In this production by Tarell Alvin McCraney, creator of Moonlight, each character’s name corresponds with an Orisha, a deity from the southwestern Nigerian Yoruba religion. While still encompassing the human shortcomings of their characters, each character is able to embody the personalities of their respective gods.
Oya’s Orisha is known as the “gift-giver,” although this trait is sometimes not in her best interest. Oya, played by Communication senior Lily Santiago, was a star athlete in high school and gave up a scholarship to college in order to stay home and take care of her sick mother. Because she gave this gift to her mother, Oya spends the rest of the play trying to find her place.
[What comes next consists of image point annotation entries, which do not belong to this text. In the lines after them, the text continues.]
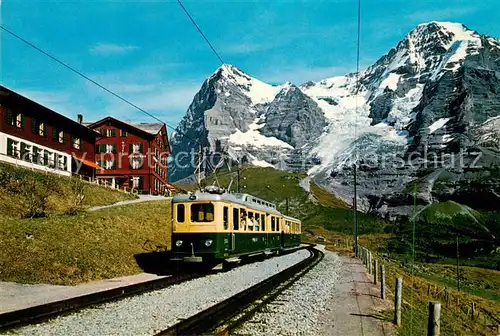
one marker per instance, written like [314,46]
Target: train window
[202,212]
[225,215]
[236,219]
[180,213]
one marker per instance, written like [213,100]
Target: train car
[213,226]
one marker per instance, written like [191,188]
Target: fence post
[397,301]
[382,281]
[433,322]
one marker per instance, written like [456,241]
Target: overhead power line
[89,79]
[201,32]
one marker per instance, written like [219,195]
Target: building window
[12,148]
[180,213]
[225,217]
[61,137]
[77,143]
[42,129]
[57,135]
[236,219]
[110,148]
[136,164]
[34,126]
[38,127]
[25,152]
[62,162]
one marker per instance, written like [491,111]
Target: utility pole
[355,206]
[458,266]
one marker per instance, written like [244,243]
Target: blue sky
[149,52]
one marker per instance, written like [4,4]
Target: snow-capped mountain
[437,92]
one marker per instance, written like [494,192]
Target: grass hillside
[28,194]
[317,208]
[64,249]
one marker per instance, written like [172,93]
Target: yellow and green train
[213,226]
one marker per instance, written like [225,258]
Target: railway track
[228,314]
[45,312]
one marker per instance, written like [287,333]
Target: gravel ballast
[298,310]
[149,313]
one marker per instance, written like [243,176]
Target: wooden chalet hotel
[36,137]
[133,156]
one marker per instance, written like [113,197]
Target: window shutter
[34,124]
[10,150]
[10,116]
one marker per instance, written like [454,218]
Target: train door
[264,228]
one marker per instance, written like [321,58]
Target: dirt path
[355,306]
[142,198]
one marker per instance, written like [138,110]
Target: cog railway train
[214,227]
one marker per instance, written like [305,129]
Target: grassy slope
[63,249]
[60,189]
[317,209]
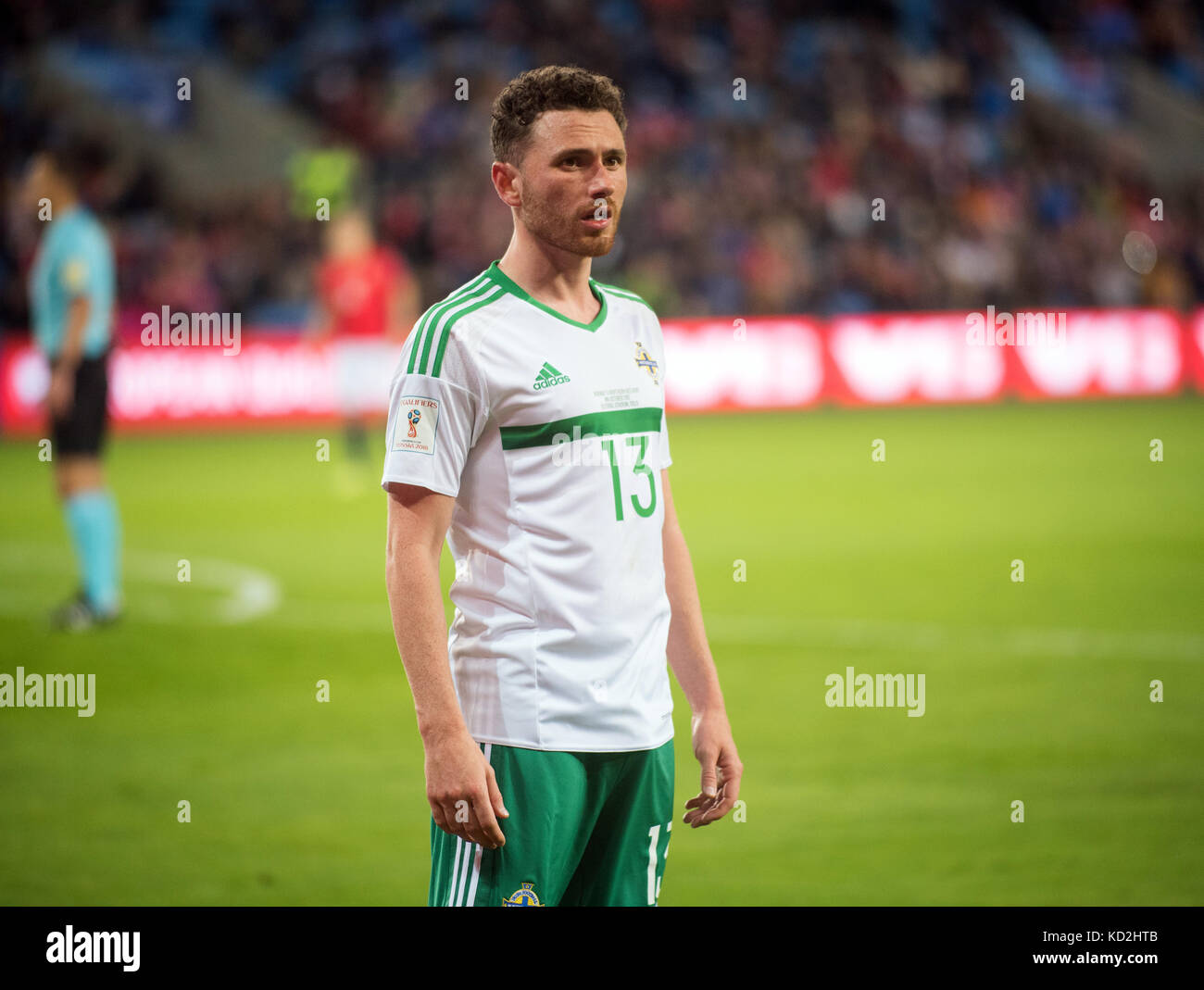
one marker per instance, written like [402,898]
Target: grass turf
[1036,692]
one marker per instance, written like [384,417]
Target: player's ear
[507,182]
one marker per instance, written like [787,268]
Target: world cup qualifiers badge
[645,360]
[524,897]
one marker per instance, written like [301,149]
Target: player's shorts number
[655,860]
[639,468]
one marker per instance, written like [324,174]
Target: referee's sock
[96,533]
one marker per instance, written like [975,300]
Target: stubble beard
[564,232]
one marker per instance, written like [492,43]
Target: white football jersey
[550,433]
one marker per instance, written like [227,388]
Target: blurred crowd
[878,160]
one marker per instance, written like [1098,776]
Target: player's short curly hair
[550,87]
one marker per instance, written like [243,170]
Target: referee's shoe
[77,614]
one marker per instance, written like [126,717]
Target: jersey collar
[512,287]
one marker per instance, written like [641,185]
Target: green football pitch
[1036,692]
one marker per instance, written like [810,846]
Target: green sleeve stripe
[495,292]
[621,293]
[646,420]
[436,320]
[425,321]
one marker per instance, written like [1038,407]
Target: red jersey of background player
[357,292]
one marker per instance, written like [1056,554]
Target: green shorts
[585,829]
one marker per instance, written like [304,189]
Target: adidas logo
[548,377]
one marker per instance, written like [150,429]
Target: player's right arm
[461,786]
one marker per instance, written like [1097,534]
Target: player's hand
[61,392]
[462,790]
[721,769]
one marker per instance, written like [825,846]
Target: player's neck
[555,279]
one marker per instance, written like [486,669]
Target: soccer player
[72,288]
[365,293]
[528,425]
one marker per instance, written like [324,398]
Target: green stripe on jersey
[446,329]
[449,311]
[432,316]
[646,420]
[621,293]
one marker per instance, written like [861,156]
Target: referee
[71,292]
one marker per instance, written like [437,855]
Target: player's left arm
[695,669]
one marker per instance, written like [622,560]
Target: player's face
[576,158]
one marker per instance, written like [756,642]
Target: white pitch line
[249,593]
[254,594]
[932,637]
She struggles in relation to her love interests, motherhood, and discovering what makes her unique.
“She has to find a new thing that she is passionate about, that sustains her,” Santiago said.
Ogun, played by Communication senior Robert Cunningham, represents the Orisha of the earth, making him a very grounded character. As a love interest to the main character, Oya, Ogun must embody this attribute to win her over.
One major theme in the play is “women trying to have their own agency,” Cunningham said. “These people are trying to show [Oya] different ways that she can live her life, and she has a difficult time with trying to just do it on her own.”
Oya has other characters throughout the play – especially her love interests, Shango and Ogun – trying to tell her how to live her life, but she must ultimately find her own way as a young Black woman. And while the storyline doesn’t revolve around Oya’s or any other character's race, the theme of Blackness is central to the production.
“It’s a cast of majority people of color… but the story isn’t necessarily about that," Santiago said. "It shows incredible Black people onstage, but it’s still a universally relatable story."
In the past few years, Stick Fly and Black Lives Black Words from 2017 have been the only Wirtz productions to showcase a majority Black cast.
“It’s so rare to see a cast of color on the mainstage at Northwestern," Santiago said. "And these characters are so full and so powerful, and they’re so layered because Tarell based the characters off these West African gods."
“In the show, we’re all on stage all the time, except for a few characters if they have costume changes,” Cunningham said.
Even when characters aren’t in the main action themselves, the actors are always on the periphery in their “god spaces." McCraney uses the position and emotions of actors in the periphery to further develop the god side of the characters and even occasionally break the fourth wall.
A unique aspect of the production is that each performer speaks their stage directions aloud. This tactic helps to draw the audience into the world these powerful gods inhabit.
When you need a break from the world, come see a production that is according to Santiago, “full of love and hope and laughter and community.”
The production is part of Black Arts International, a Northwestern conference which runs from Oct. 9-14. In the Red and Brown Water runs from Oct. 12-29 at the Josephine Louis Theater. Student tickets are $6 online.